Por fim, Fenn se curou do câncer, mas continuou firme em sua ideia de esconder o tesouro. “Quando escondi o tesouro há uns seis anos, o país estava mergulhado em uma recessão profunda. Quis dar uma esperança aos que quisessem procurar o tesouro”, explicou Fenn, sentado em um escritório com estantes cheias de bonecas kachinas, mocassins enfeitados com pedras coloridas feitos pelos índios e livros ilustrados. Em 2010, sem avisar a esposa e as filhas, Fenn foi para as montanhas ao norte de  Santa Fé, onde vive em uma casa de adobe e colocou a caixa de bronze “nas piscinais naturais de águas termais”.
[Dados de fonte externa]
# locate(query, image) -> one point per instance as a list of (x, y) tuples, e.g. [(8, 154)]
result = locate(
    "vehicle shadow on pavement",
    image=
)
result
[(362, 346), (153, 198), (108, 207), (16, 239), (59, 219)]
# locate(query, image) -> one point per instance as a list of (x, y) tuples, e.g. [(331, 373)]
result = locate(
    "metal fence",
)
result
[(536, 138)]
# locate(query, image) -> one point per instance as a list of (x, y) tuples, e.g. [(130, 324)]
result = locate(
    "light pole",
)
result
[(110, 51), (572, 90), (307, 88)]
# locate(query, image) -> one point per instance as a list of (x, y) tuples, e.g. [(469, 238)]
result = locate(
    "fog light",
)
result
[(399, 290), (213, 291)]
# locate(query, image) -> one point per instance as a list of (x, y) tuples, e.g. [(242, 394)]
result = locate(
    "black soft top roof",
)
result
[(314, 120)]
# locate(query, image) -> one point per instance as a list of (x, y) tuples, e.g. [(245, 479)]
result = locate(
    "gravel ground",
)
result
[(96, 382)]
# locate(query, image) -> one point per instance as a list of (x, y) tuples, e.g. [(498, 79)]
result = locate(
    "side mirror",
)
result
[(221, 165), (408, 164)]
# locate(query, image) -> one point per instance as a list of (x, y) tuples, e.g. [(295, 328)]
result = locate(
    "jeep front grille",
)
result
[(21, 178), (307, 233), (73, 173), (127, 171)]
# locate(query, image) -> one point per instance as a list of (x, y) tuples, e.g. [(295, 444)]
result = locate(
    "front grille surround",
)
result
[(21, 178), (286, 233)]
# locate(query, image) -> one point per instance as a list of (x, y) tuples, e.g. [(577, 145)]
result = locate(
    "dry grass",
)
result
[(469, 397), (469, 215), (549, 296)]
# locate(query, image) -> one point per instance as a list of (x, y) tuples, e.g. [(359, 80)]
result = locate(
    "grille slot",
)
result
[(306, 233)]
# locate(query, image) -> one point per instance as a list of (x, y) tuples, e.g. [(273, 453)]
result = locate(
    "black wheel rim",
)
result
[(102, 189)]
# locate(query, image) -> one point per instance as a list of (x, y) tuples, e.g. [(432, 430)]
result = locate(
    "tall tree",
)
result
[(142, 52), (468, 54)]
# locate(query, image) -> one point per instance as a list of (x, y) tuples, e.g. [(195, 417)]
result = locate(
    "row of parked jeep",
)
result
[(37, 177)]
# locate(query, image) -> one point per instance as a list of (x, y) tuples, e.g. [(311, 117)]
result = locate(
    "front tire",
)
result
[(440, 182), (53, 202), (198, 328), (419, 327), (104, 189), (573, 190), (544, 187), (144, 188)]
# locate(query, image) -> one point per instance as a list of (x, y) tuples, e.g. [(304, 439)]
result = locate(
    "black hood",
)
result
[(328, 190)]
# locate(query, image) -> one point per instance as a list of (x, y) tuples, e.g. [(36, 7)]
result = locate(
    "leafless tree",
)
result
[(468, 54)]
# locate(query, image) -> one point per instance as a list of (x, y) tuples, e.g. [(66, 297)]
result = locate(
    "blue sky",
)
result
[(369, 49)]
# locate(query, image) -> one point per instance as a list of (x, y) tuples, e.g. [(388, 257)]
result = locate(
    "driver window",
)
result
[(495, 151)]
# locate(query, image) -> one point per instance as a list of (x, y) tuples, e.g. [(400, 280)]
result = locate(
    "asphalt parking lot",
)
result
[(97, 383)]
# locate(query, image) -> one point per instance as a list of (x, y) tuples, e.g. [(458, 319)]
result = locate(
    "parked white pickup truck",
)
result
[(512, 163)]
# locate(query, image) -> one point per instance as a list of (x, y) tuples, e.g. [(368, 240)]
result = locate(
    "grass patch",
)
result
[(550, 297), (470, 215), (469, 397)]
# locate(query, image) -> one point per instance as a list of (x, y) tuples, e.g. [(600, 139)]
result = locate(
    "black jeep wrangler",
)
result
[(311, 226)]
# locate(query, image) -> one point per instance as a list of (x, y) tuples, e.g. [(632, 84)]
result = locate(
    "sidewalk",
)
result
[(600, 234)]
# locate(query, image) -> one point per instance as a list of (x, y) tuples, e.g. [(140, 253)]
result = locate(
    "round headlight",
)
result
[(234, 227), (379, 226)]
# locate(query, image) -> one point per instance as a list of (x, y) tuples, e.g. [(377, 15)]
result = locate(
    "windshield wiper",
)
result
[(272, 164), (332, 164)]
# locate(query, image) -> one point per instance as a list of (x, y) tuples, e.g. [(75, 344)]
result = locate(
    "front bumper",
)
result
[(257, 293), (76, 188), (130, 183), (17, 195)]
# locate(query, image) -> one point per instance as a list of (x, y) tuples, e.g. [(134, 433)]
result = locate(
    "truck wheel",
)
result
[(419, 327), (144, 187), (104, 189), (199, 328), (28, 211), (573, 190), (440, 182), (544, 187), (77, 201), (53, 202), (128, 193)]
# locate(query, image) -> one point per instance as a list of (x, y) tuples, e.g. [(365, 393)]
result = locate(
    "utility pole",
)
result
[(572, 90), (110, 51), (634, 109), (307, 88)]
Em sua autobiografia Thrill of the Chase, publicada no final de 2010, ele escreveu uma poesia de seis parágrafos, com nove pistas sobre o local do esconderijo da caixa. Ele concluiu a poesia com o seguinte texto: “Ouçam-me com atenção, valerá a pena enfrentar o frio. Se forem corajosos para entrar na floresta, eu lhes darei o direito de ficar com o tesouro.”

Com base no número de pessoas que o contactaram, Fenn calcula que até 100 mil pessoas percorreram as montanhas em busca de seu tesouro escondido nos últimos seis anos. Alguns fanáticos como Cynthia Meachum, uma aposentada que mora em Albuquerque, procura a caixa quase o tempo inteiro. Outros são mais indiferentes quanto à busca e usam a poesia de Fenn mais como uma forma de explorar um objetivo na vida.

Com a finalidade de se beneficiar com a recompensa da descoberta do tesouro de  Fenn, o estado de Novo México incluiu a participação do negociante de arte em um de seus vídeos promocionais (o vídeo foi exibido 400 mil vezes no YouTube). No ano passado, o prefeito de Santa Fé criou o dia do “Thrill of the Chase” e em junho a cidade promoveu a conferência “Fenn-boree”, com a duração de um fim de semana para caçadores de tesouros. Além de um jantar no qual cada convidado levou um prato para compartilhar com os demais participantes e informações triviais sobre Fenn, a conferência apresentou algo quase tão emocionante para os caçadores como a descoberta da cobiçada caixa de bronze: uma breve aparição de Forrest Fenn.